Berklee College of Music has an online program which offers both undergraduate and graduate degrees. These include classes on how to use music production programs and software.
Point Blank Music School lets you complete an international bachelor’s degree in Music Production and Sound Engineering via online schooling.
Learning about music production doesn’t always mean that you have to aim for a degree.
Dubspot, for example, focuses on electronic music production and DJing. And then class or course-based learning platforms such as Udemy and Creativelive offer more specific courses that range from software tools, creative processes, and digital audio environments.
There are also others that focus on full-length recording techniques, individual plug-ins, and giving general insight on working in various roles in the music business and industry.
The bottomline though is that: The one aspect of music production that you cannot get from school is experience.
Make the hours of learning count. Because in the end, it matters whether or not you gained anything new or not.
LEARN MORE: The Best MPC for Beginner Producers
How Can I Get a Job in the Music Business?
Production or engineering jobs are not the easiest to find, but working in a recording studio is a great way to improve your skills and gain confidence in becoming a music producer.
Work in a Studio
Get a job in a professional studio space that focuses on producing the music that you’d love to produce music yourself.
The reasoning behind this is simple: You will meet people who already do your dream job and they will come with the clients who could end up as your future customers.
A studio is also one of the few places where you can learn directly from the professionals. You can simply watch as professional producers work on their mixes.
You can ask questions after the session in the coffee room. That way, you’ll learn a lot about their workflow, production tricks, and how they manage their projects.
This is also the best place to learn how sound engineers, composers, arrangers, studio musicians, programmers, and performers work.
You need to be constantly awake, show interest, and be around to help even in the late hours. It might sound tiring but it will be absolutely worth it.
When you’re proven your worth, you might get an opportunity to help out with the sessions and get hands-on experience doing the actual work as well.
Any studio owner will appreciate a capable pair of hands to help out and clients will eventually notice you too.
You’ll get to connect with the people and join a community that loves exactly the same style of music you love.
All Produced Music Must Be Heard!
Any kind of music needs a platform for sharing it with the public like Airbit and Beatstars.
Some music producers like to create multiple versions of their music and then sell them as library music or production music for movies, advertisements, podcasts, and live streams.
This is what we call music licensing on a digital platform.
Then, there is the traditional work of record labels. They distribute the final tracks to digital music stores like Beatport, Apple Music, Spotify or Tidal.
Because of the digital nature of all of the above mentioned, it’s not uncommon for music producers to have their own record label. It’s to help them manage the whole creative product lifecycle from start to finish.
It’s easy to see that there is no single right route for how to become a music producer.
As the music industry continues to evolve and restructure itself in the digital world, the role of producer is continuously expanding and changing. It’s becoming more difficult to clearly describe what the job of a music producer is.

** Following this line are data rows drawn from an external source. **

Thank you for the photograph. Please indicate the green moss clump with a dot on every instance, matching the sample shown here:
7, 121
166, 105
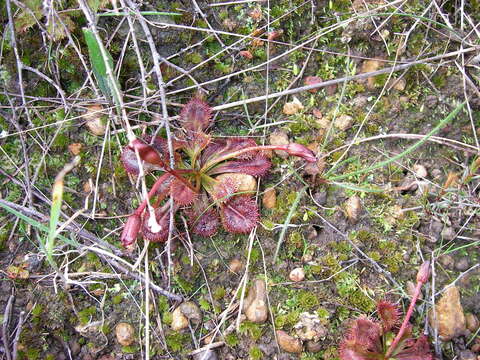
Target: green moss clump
307, 300
255, 353
85, 315
167, 317
117, 299
232, 340
362, 302
251, 329
177, 341
219, 293
284, 321
130, 349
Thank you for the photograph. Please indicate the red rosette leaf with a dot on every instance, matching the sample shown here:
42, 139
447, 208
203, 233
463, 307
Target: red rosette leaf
239, 214
220, 147
131, 230
205, 223
258, 166
163, 219
419, 351
235, 144
196, 115
364, 333
130, 163
224, 189
181, 193
388, 314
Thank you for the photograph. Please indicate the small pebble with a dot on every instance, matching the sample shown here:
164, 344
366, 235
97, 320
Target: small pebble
288, 343
244, 182
179, 321
436, 173
462, 264
420, 171
448, 233
125, 334
255, 304
353, 208
467, 355
269, 199
191, 311
95, 122
314, 346
235, 265
447, 261
279, 138
343, 122
449, 318
320, 197
472, 322
206, 355
297, 275
411, 290
435, 229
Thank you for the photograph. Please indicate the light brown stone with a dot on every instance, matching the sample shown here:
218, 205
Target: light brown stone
289, 343
449, 318
125, 334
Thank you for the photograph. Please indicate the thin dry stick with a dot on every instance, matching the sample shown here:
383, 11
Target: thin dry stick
343, 79
50, 81
108, 69
16, 339
6, 320
365, 256
18, 60
161, 87
73, 227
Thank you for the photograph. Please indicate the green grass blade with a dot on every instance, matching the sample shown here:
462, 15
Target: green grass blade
57, 196
287, 221
145, 13
100, 65
37, 225
412, 148
357, 188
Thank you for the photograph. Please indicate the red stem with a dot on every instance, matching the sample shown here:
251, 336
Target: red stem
151, 193
400, 333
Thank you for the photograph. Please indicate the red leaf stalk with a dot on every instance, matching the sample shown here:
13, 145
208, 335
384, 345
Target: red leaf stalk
292, 149
422, 278
152, 192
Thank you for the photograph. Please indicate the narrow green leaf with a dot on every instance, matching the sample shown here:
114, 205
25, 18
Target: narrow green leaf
381, 164
141, 12
37, 225
100, 64
357, 188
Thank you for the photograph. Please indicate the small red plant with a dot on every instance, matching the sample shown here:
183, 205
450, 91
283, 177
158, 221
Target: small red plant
194, 184
369, 339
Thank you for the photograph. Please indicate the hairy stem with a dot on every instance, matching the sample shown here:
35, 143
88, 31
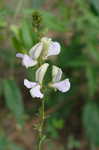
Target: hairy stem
42, 119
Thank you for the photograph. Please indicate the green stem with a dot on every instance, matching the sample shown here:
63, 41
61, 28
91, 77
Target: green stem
42, 119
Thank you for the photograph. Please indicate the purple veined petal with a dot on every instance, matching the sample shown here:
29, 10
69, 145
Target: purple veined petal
27, 61
36, 93
54, 49
29, 84
36, 50
19, 55
40, 73
62, 86
56, 74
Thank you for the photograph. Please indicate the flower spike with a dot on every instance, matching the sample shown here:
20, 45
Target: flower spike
63, 85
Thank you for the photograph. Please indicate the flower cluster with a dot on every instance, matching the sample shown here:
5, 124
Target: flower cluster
41, 51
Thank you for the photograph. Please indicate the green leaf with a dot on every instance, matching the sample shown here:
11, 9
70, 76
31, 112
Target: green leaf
26, 33
95, 4
37, 3
13, 98
91, 122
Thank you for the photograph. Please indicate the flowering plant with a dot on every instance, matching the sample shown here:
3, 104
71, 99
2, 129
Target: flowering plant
37, 55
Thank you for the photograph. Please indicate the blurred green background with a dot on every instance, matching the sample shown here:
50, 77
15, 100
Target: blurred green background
73, 117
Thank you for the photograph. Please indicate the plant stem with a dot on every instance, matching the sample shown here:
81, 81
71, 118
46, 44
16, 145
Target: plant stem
42, 119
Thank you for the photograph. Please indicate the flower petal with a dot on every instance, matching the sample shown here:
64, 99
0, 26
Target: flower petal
35, 92
36, 50
27, 61
56, 74
29, 84
54, 49
19, 55
41, 72
62, 86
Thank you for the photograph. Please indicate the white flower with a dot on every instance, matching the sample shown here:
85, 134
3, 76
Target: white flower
36, 86
50, 48
27, 61
63, 85
45, 48
41, 72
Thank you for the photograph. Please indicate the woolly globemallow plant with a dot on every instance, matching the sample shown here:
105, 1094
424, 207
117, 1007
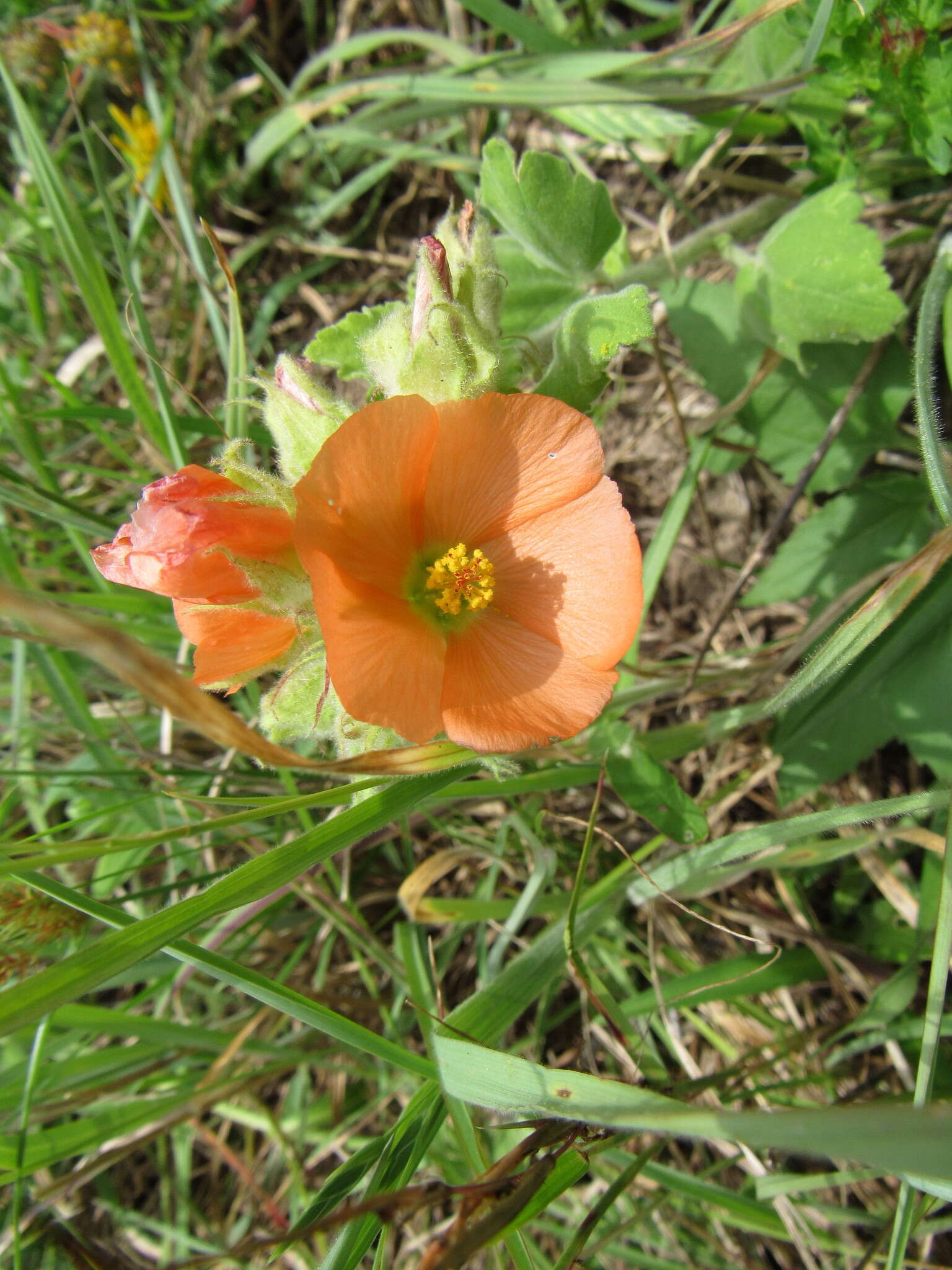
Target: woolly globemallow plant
208, 544
474, 572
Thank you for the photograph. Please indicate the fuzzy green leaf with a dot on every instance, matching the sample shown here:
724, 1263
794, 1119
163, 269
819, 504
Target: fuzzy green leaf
339, 346
881, 521
589, 335
818, 277
560, 218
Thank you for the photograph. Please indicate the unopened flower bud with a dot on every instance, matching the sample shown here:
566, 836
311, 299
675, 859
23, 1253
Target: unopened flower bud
300, 413
433, 280
447, 347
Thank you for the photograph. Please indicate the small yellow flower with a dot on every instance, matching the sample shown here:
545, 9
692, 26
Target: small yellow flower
140, 145
100, 42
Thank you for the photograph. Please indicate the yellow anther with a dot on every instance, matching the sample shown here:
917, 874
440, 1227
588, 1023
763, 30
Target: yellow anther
461, 578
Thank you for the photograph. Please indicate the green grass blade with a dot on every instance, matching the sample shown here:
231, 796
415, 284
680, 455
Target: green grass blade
83, 263
892, 1139
255, 879
928, 1053
927, 409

But one thing is certain: Music production is still a valued creative job that combines creativity and technical ability in a unique way. It requires a certain spark within an individual to pursue music production as a career.
Wether a producer is fascinated about making music for movies, concerts, albums, or art events, a certain level of skill and insight into the art of music production will be important.
A big heart that is truly passionate for music is more likely to succeed.